E não era só isso: eu também gostava de ir até a fonte com minha mãe para lavar
roupas, e ficava observando muitas mulheres ajoelhadas ali a lavar. Eu me
encantava e até me assustava com os sapos e as cobras d'água que às vezes
ali apareciam. Era uma garotinha do interior que, como tantas outras, cresceu numa
região que não tinha energia elétrica e nem
água encanada. O abastecimento para o consumo vinha de poços
artesanais.
Naquela época, as residências tinham
o seu poço nos fundos do quintal. A água
era tirada com um balde e com ajuda de uma corda. A luz era de velas ou
"pombocas", que era como chamavam a um tipo de lâmpada (lampião), que
funcionava com querosene. Televisão e geladeira eram praticamente desconhecidas;
rádio? Apenas um do tipo que só funcionava com pilhas e pelo qual minha mãe acompanhava
as novelas, ouvia música e se entretinha durante os afazeres de casa.

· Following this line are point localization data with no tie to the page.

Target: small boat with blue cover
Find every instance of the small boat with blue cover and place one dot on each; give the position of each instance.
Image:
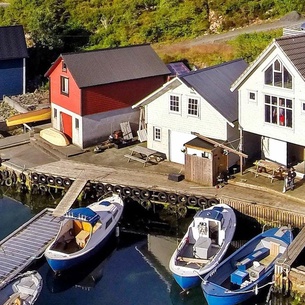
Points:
(247, 270)
(83, 232)
(203, 245)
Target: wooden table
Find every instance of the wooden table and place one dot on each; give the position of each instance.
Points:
(269, 169)
(141, 154)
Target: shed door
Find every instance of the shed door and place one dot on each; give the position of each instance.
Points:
(176, 142)
(66, 125)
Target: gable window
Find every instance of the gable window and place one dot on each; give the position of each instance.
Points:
(278, 111)
(157, 134)
(277, 75)
(174, 103)
(193, 105)
(64, 85)
(252, 96)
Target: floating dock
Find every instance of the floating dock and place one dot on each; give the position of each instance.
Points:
(19, 249)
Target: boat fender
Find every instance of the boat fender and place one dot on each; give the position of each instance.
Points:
(14, 178)
(100, 187)
(6, 173)
(135, 192)
(213, 201)
(182, 210)
(192, 200)
(22, 177)
(8, 181)
(58, 181)
(203, 202)
(51, 180)
(146, 204)
(42, 178)
(67, 182)
(108, 188)
(182, 199)
(43, 188)
(145, 194)
(162, 197)
(117, 189)
(172, 198)
(126, 191)
(34, 177)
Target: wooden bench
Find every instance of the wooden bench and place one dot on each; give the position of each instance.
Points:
(130, 157)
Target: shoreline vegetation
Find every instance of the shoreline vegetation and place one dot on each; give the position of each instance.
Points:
(53, 27)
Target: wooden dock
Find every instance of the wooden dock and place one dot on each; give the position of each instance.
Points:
(70, 197)
(19, 249)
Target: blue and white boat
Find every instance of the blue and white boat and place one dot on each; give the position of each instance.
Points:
(203, 246)
(83, 232)
(250, 268)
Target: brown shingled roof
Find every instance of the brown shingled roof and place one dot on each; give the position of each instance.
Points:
(105, 66)
(294, 48)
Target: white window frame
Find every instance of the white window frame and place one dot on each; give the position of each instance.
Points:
(178, 103)
(157, 134)
(189, 98)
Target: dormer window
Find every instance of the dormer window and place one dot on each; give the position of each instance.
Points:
(277, 75)
(64, 67)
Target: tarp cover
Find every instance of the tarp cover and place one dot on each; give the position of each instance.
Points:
(83, 214)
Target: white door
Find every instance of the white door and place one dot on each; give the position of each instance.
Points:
(176, 142)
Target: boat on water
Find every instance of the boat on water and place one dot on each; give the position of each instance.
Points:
(248, 269)
(22, 290)
(83, 232)
(203, 245)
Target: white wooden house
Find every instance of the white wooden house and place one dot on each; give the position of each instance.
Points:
(198, 101)
(271, 95)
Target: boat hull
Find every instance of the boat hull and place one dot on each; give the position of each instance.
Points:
(62, 264)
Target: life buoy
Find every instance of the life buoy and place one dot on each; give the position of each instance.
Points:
(100, 187)
(108, 188)
(145, 194)
(35, 177)
(172, 198)
(162, 197)
(43, 188)
(182, 210)
(51, 180)
(126, 191)
(6, 173)
(202, 202)
(213, 201)
(182, 199)
(117, 189)
(8, 181)
(42, 178)
(58, 181)
(192, 200)
(22, 177)
(67, 182)
(135, 192)
(146, 204)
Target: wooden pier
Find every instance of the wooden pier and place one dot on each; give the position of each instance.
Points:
(283, 265)
(19, 249)
(70, 197)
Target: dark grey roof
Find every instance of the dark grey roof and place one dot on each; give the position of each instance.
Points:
(107, 66)
(12, 42)
(214, 83)
(293, 47)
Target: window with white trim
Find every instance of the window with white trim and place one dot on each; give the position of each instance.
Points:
(64, 85)
(278, 111)
(193, 107)
(277, 75)
(174, 103)
(157, 134)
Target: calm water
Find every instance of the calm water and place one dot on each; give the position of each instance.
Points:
(131, 270)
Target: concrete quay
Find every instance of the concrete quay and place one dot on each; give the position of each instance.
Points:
(110, 166)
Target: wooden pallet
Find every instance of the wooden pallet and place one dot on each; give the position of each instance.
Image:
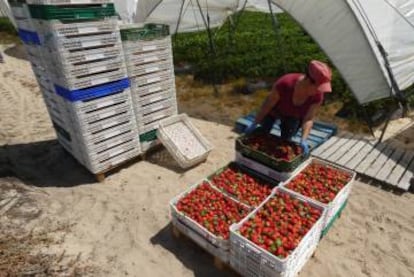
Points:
(218, 263)
(100, 177)
(368, 157)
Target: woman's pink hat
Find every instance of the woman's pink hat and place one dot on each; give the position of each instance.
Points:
(321, 74)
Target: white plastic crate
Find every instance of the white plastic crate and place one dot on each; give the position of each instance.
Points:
(136, 58)
(138, 70)
(78, 57)
(184, 142)
(223, 255)
(145, 100)
(155, 116)
(87, 68)
(142, 91)
(97, 127)
(97, 166)
(80, 82)
(195, 226)
(147, 45)
(144, 111)
(333, 207)
(100, 114)
(57, 29)
(157, 77)
(147, 145)
(25, 24)
(63, 44)
(19, 10)
(87, 106)
(68, 2)
(250, 260)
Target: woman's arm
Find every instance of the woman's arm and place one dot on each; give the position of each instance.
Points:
(308, 120)
(267, 105)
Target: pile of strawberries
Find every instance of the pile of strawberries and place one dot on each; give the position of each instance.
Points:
(273, 146)
(213, 210)
(319, 182)
(280, 224)
(242, 186)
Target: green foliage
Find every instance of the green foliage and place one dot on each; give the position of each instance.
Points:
(6, 26)
(253, 50)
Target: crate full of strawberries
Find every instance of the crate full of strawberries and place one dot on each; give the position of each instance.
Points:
(322, 183)
(208, 212)
(243, 184)
(278, 237)
(270, 150)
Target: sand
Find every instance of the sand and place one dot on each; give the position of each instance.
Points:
(121, 227)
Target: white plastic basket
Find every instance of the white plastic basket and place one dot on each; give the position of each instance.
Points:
(223, 255)
(147, 45)
(333, 207)
(58, 29)
(184, 142)
(143, 91)
(194, 226)
(80, 82)
(250, 260)
(148, 57)
(68, 2)
(138, 70)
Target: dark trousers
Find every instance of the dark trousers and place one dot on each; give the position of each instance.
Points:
(289, 126)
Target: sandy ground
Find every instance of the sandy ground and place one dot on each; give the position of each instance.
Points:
(122, 228)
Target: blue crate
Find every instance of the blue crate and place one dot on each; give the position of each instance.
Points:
(93, 92)
(29, 37)
(320, 132)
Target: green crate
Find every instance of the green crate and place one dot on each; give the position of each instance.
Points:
(256, 175)
(72, 12)
(261, 157)
(62, 131)
(147, 32)
(334, 218)
(149, 136)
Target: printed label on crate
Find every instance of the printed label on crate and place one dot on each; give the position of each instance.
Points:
(157, 108)
(99, 81)
(112, 134)
(108, 114)
(155, 79)
(94, 57)
(154, 89)
(86, 44)
(152, 69)
(106, 103)
(149, 48)
(98, 69)
(151, 59)
(85, 30)
(155, 99)
(116, 152)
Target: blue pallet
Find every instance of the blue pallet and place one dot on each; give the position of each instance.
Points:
(29, 37)
(93, 92)
(320, 132)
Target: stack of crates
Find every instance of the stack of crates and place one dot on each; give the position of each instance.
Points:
(149, 60)
(76, 53)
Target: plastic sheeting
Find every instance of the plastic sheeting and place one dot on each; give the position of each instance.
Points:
(348, 31)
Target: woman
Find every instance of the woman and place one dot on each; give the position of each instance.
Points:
(295, 99)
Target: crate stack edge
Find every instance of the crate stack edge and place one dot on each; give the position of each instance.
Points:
(149, 60)
(76, 53)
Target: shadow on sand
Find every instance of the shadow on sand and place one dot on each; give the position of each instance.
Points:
(189, 253)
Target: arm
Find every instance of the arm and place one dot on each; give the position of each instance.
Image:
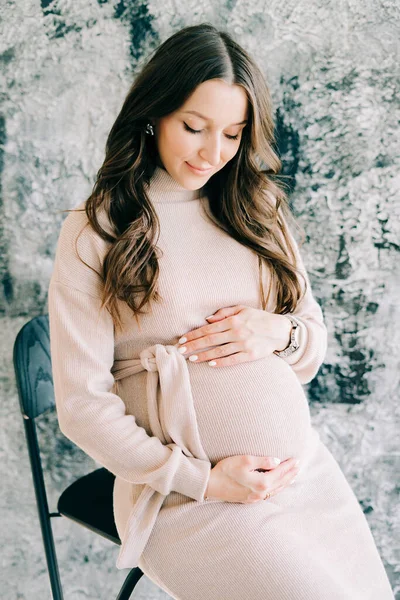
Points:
(313, 334)
(89, 414)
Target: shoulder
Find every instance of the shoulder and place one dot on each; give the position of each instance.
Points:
(78, 242)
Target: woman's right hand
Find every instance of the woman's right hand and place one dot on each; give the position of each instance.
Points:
(235, 478)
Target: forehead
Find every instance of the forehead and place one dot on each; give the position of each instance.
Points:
(222, 103)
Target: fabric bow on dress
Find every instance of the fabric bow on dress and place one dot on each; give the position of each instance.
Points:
(169, 393)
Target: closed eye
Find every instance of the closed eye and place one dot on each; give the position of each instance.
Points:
(230, 137)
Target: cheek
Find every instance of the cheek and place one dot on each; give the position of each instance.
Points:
(179, 142)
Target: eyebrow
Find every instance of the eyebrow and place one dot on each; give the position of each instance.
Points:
(194, 112)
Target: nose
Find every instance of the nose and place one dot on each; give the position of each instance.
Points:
(211, 152)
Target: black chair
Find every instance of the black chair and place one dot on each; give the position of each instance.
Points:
(88, 501)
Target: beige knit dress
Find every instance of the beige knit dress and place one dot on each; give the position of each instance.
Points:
(160, 423)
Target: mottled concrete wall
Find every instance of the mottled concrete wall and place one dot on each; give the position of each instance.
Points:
(334, 76)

Essa menina do interior foi feliz e
também foi triste; dormia com medo, acordava assustada; era difícil a
situação, mas nunca passou fome nem frio. Seu pai, aposentado muito jovem da
mina de carvão, trabalhava como vendedor de peixes de, casa em casa, nas ruas
da cidadezinha, com sua carroça puxada pelo seu belo cavalo, pra dar
conta de sustentar sua família.
A mamãe cuidava dos afazeres da casa,
da horta, das galinhas. Era uma chácara grande, com pomar, muitas frutas: laranjas,
bananas, goiabas, pitangas, limões. E a horta da mamãe era muito bela:
salsinhas, cebolinhas e tantos outros temperos, tudo cuidado com muito carinho.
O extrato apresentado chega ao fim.